Il est certain que s'il suffisait de voter pour supprimer le chômage, la misère voire le néolibéralisme, comme le proclament tous les populistes et démagogues, ce serait merveilleux. Il est très significatif qu'on ait la même surestimation de la démocratie à l'extrême-droite qu'à l'extrême-gauche alors que la démocratie n'est que le moins pire des systèmes. Les gauchistes ont pourtant toujours été groupusculaires, jamais la démocratie ne les a soutenus, mais le mythe du pouvoir du peuple y reste fortement ancré alors même que ce sont les tendances nationalistes et fascisantes qui ont le vent en poupe. On voudrait que le vote ouvrier ne soit pas motivé par l'immigration alors qu'il est bien évident que c'est l'immigration qui a fait basculer le résultat du référendum. Partout ailleurs qu'en Angleterre il aurait été possible d'interpréter le rejet de l'Europe comme un rejet de ses politiques libérales, mais pas dans le pays le plus libéral et financiarisé ! C'est bien sûr pratique d'avoir un bouc émissaire. Si on fait de l'Europe la cause de tous les maux, il faut sur le champ sortir de l'Europe, tout étonné ensuite de se retrouver avec une droite (nationale) au pouvoir et une politique tout aussi libérale si ce n'est plus brutale ! On peut d'ailleurs nommer l'origine du mal d'autres noms : néolibéralisme, capitalisme, marché, technique, oligarchie, quand ce ne sont pas d'obscurs complots. Une fois nommé, hop on le supprime (en pensée) et tout va bien ! Ceux qui y croient peuvent en devenir enragés, on le comprend bien, ce serait si facile, incompréhensible qu'on s'y refuse. C'est malheureusement un peu plus compliqué, il y a des réalités matérielles et, comme en Egypte ou au Venezuela, on voit que la démocratie ne peut rien face à une politique qui échoue.

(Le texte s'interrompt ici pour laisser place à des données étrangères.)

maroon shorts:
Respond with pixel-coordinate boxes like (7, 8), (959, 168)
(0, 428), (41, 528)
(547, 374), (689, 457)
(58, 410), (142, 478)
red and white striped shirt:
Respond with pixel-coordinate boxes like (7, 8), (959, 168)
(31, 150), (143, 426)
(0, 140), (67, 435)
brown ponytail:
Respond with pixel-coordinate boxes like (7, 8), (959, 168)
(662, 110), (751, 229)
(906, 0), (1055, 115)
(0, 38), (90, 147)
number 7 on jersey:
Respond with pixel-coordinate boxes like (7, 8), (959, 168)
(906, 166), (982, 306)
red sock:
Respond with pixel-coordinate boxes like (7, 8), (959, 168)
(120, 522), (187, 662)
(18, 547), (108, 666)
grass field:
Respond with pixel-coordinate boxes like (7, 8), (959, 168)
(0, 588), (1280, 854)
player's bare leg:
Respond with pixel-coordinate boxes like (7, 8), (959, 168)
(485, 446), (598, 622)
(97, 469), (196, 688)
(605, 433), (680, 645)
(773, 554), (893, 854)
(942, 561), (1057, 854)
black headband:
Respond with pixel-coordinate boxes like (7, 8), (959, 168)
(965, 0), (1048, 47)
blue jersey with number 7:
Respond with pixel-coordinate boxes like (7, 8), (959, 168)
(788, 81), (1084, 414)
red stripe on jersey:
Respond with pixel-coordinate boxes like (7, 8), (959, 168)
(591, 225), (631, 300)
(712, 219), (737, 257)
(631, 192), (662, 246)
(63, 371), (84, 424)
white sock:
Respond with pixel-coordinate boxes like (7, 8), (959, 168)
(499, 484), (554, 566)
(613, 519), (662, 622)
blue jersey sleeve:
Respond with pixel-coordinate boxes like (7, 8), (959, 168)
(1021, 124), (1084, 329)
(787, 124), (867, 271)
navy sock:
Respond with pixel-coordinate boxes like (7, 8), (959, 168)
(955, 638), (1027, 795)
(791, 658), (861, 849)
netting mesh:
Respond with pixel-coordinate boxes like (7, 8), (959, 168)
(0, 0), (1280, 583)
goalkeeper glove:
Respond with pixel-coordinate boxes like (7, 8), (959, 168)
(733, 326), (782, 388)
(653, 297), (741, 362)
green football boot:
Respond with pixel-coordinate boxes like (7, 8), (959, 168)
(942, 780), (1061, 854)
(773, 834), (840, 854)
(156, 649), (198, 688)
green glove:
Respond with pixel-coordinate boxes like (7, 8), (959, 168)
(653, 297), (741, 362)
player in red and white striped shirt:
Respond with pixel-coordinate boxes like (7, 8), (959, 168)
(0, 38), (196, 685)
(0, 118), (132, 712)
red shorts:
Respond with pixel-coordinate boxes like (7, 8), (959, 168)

Les Français, dernier peuple politique, ne veulent rien en savoir, mais l'ère des grandes idéologies a définitivement vécue avec la globalisation marchande et l'empire du droit. Ce n'est pas, bien sûr, qu'on ne pourrait rien y faire mais, comme je le martèle en vain depuis des années, il faudrait revenir au local, à ce qu'il est possible de faire au niveau de la commune, pour s'affronter à la difficulté des problèmes mais aussi à de véritables solutions, moins imaginaires ou autoritaires. Personne n'y croit mais le moment de vérité pourrait approcher où, devant l'impuissance politique, le mythe de la souveraineté et de ses vaines espérances se dissipera, laissant place à la coopération internationale. Il apparaîtra alors clairement à tous, qu'il faut s'adapter aux évolutions du travail et construire ses nouvelles protections sociales plutôt que de se rêver hors du monde et de son époque. Mais, en attendant, il semble bien qu'on soit entré dans de grandes turbulences, un avenir qui est redevenu imprévisible.